Yesterday, the governor’s tax refund bonds didn’t just pass muster, they got the highest rating ever in GovGuam history.

So much for the dire warnings about the bearish state of the bond market and the American economy in general!

Even as U.S. government bonds were getting their worst rating in history, our bonds went the opposite direction and got an unprecedented endorsement from the hardnosed rating agencies.

All those roadshow presentations must have really made an impact, for Standard & Poor’s and Fitch are very sober and conservative rating agencies that cannot be easily swayed.

This is where the governor’s background in the business world proved invaluable.

Due to his previous incarnation as a member of the business community, Calvo knew what rating agencies and financial institutions are looking for when assessing bonds.

Thus, even before the bonds were formally proposed, Adelup already went on a round of house cleaning – initiating a hiring freeze, cutting costs, and streamlining the government of Guam.

This, of course, is music to the ears of Fitch and S&P, which are notoriously fiscally conservative.
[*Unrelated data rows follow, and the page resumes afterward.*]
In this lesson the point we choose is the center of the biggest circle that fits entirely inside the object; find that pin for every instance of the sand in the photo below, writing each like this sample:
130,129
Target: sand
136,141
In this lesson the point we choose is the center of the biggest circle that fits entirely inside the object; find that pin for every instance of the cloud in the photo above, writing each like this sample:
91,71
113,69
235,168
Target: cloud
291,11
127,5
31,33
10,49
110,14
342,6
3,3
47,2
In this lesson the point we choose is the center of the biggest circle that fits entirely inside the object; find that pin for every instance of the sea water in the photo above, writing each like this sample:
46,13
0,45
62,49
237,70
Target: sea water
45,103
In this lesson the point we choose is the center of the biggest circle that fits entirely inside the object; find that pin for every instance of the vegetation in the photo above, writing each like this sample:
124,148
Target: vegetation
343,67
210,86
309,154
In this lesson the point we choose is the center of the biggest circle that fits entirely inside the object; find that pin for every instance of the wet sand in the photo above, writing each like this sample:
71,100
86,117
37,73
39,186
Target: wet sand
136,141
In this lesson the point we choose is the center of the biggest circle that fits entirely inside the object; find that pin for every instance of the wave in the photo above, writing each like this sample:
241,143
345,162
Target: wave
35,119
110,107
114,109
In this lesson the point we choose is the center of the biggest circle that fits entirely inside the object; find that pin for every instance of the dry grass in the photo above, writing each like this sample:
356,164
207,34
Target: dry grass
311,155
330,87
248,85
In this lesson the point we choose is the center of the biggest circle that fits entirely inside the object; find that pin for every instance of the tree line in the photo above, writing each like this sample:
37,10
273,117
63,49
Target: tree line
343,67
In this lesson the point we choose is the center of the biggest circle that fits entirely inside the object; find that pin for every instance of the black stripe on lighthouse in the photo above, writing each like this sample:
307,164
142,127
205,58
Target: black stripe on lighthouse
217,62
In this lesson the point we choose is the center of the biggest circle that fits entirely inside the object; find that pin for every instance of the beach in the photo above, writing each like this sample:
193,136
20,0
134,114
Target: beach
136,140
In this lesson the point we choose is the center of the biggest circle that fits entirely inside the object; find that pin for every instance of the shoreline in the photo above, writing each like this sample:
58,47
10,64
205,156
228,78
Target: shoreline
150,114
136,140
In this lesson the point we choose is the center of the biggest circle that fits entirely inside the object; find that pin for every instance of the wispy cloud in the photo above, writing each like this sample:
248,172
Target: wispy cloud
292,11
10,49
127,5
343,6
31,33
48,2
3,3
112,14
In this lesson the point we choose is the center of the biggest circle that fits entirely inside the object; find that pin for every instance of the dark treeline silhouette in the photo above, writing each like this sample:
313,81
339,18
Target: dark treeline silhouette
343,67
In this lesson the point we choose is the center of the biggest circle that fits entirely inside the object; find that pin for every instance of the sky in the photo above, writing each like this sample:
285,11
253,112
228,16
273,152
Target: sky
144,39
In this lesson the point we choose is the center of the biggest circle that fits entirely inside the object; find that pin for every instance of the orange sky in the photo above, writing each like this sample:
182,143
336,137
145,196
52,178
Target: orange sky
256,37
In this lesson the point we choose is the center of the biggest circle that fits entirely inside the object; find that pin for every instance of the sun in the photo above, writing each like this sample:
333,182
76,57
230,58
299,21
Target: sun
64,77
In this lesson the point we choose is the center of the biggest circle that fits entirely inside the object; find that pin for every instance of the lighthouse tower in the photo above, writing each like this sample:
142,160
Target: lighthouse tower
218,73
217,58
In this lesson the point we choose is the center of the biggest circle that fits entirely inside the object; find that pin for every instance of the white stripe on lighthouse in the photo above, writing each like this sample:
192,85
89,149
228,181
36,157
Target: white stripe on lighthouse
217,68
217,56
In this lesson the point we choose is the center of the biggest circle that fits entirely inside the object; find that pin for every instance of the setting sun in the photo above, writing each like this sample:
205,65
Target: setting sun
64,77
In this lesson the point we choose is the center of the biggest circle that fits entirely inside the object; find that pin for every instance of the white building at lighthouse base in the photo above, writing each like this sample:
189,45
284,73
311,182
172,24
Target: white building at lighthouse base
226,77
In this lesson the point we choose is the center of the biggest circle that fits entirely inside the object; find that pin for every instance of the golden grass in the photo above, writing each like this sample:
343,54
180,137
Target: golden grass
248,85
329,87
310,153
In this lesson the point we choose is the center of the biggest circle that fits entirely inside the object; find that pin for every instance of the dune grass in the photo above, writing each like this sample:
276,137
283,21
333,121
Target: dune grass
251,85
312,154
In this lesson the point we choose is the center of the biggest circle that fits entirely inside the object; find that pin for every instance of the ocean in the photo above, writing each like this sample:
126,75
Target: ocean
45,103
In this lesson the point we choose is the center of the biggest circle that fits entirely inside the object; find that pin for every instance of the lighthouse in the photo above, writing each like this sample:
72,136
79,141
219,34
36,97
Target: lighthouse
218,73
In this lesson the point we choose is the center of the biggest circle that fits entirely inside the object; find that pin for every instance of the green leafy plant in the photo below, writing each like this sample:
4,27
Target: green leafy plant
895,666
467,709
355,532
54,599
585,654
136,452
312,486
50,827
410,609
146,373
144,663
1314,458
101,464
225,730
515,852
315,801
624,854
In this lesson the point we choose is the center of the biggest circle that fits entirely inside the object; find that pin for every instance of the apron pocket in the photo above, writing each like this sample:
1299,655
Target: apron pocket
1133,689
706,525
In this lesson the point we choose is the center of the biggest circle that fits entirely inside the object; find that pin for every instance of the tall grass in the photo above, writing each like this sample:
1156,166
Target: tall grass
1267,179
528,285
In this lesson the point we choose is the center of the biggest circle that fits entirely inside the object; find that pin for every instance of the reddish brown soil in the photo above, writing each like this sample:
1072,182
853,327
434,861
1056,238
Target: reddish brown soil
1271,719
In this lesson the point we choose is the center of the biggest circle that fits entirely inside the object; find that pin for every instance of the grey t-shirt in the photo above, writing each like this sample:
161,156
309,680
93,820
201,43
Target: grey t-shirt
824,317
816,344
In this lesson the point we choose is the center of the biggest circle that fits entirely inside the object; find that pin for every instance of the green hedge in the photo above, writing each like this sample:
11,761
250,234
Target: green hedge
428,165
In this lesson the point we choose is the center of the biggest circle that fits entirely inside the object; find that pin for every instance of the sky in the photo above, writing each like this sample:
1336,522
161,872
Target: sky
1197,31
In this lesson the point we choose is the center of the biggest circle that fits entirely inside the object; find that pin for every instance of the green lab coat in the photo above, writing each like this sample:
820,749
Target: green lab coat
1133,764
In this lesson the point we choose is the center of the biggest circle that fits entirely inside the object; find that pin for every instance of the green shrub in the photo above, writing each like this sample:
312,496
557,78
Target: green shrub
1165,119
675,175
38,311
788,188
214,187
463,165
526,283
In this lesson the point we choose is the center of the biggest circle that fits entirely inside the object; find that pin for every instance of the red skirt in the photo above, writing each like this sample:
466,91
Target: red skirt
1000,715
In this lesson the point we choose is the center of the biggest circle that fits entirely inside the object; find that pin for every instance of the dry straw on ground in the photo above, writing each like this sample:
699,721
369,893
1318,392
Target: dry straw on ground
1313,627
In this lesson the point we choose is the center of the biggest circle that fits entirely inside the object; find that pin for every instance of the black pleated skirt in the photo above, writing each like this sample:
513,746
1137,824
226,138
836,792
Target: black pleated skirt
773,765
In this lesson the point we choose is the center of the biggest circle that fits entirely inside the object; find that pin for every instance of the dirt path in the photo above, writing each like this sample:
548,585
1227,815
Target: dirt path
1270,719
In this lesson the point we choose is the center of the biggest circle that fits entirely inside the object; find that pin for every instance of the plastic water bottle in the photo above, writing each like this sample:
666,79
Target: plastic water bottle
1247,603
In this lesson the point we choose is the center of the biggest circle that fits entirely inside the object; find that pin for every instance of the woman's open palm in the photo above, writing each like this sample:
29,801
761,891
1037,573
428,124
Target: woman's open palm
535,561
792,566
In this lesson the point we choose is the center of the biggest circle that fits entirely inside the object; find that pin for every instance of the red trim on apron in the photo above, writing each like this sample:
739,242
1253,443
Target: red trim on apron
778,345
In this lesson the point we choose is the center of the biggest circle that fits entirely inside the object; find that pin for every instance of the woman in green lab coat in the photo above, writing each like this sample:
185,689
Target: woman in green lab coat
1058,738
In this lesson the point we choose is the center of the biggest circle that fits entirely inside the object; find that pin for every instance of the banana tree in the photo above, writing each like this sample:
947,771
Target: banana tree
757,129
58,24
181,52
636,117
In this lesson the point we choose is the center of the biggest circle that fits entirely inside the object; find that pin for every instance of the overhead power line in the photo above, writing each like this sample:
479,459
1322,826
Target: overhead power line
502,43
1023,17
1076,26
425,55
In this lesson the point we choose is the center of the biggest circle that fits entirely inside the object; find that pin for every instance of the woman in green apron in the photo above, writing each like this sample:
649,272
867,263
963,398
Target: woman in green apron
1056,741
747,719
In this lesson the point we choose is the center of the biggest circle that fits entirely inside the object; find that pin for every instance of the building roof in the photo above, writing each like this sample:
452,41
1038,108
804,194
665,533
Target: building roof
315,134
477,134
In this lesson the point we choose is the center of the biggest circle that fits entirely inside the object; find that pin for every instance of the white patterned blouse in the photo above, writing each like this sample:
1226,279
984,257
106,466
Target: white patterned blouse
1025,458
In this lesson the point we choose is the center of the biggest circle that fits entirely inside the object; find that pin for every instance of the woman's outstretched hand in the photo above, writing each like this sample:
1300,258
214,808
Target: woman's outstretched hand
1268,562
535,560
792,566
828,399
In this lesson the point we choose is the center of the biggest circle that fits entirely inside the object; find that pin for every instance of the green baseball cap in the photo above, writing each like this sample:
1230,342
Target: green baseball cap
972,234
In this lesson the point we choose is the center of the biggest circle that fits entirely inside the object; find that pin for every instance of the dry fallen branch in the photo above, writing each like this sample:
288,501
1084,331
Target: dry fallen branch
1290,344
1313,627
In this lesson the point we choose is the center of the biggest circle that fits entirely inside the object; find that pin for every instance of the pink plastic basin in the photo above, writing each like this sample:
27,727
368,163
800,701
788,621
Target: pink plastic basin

As a result, it’s looking more likely that Calvo’s bonds would be well-received in the market and we will be getting our refunds just in time for Christmas.

Politically, this makes Calvo look like a saint. Not yet one year in office and he is now poised to do what many administrations have failed to do – give the people’s money back.

I have a suspicion that this is what Calvo was targeting all along. This is certainly a big coup for any politician’s first year in office.

Of course, it helps that the bond offering provides a deferral of principal payments for five years. That means any bad effects resulting from the bond borrowing won’t really be felt until after at least one 4-year Calvo term.

By that time, Calvo is betting on the buildup finally getting back on track and other sources of revenue coming in. In addition, the cost-cutting measures that Calvo initiated would have helped trim, if not eliminate, GovGuam’s perennial deficit.

All these initiatives, plus the other investments that the Calvo administration has been wooing through various trade missions could not only stabilize the economy but lead to another economic boom. If everything clicks in place, a Calvo re-election would be almost a shoo-in.

For the short-term, this also gives Calvo and the Republicans momentum going into next year’s senatorial election.

Remember the bitter debates between Calvo and the Democrats over this same bond? The unprecedented ratings given by Fitch and S&P now seem to have vindicated the governor and the senators who voted in favor of the bond float.

If the refunds are indeed given out by Christmas time, the senators who voted for the bond may have enough goodwill from the people to ride on until the November senatorial election.

The Governor’s Office, in a statement released immediately after the good news issued by the rating agencies, made sure that Calvo’s allies in the bond fight got their due.

“I really want to thank Senators Tony Ada, Frank Blas Jr., Chris Duenas, Judi Guthertz, Sam Mabini, Tina Muña-Barnes, Adolpho Palacios, Dennis Rodriguez Jr., Mana Silva Taijeron and Aline Yamashita for supporting what we proposed to do. They made the right decision, obviously. We just wish the legislative leadership would have authorized a bond that would take care of all tax refunds,” Calvo said.

Note that there are a couple of Democrats in that list, too. And note the pointed dig at the Legislature’s Democratic leadership, referring to the last minute revision made on the administration’s bond proposal.

For now, Calvo and the Republicans are on cloud nine and have the high ground politically.

But November 2012 is still a long way off and the Democrats, who will be choosing new leaders this month, may still pull a surprise.

Remember that the voters of Guam have notoriously short-term memories. By the time the senatorial election comes, all the good feelings brought about by the tax refund bond may very well be gone.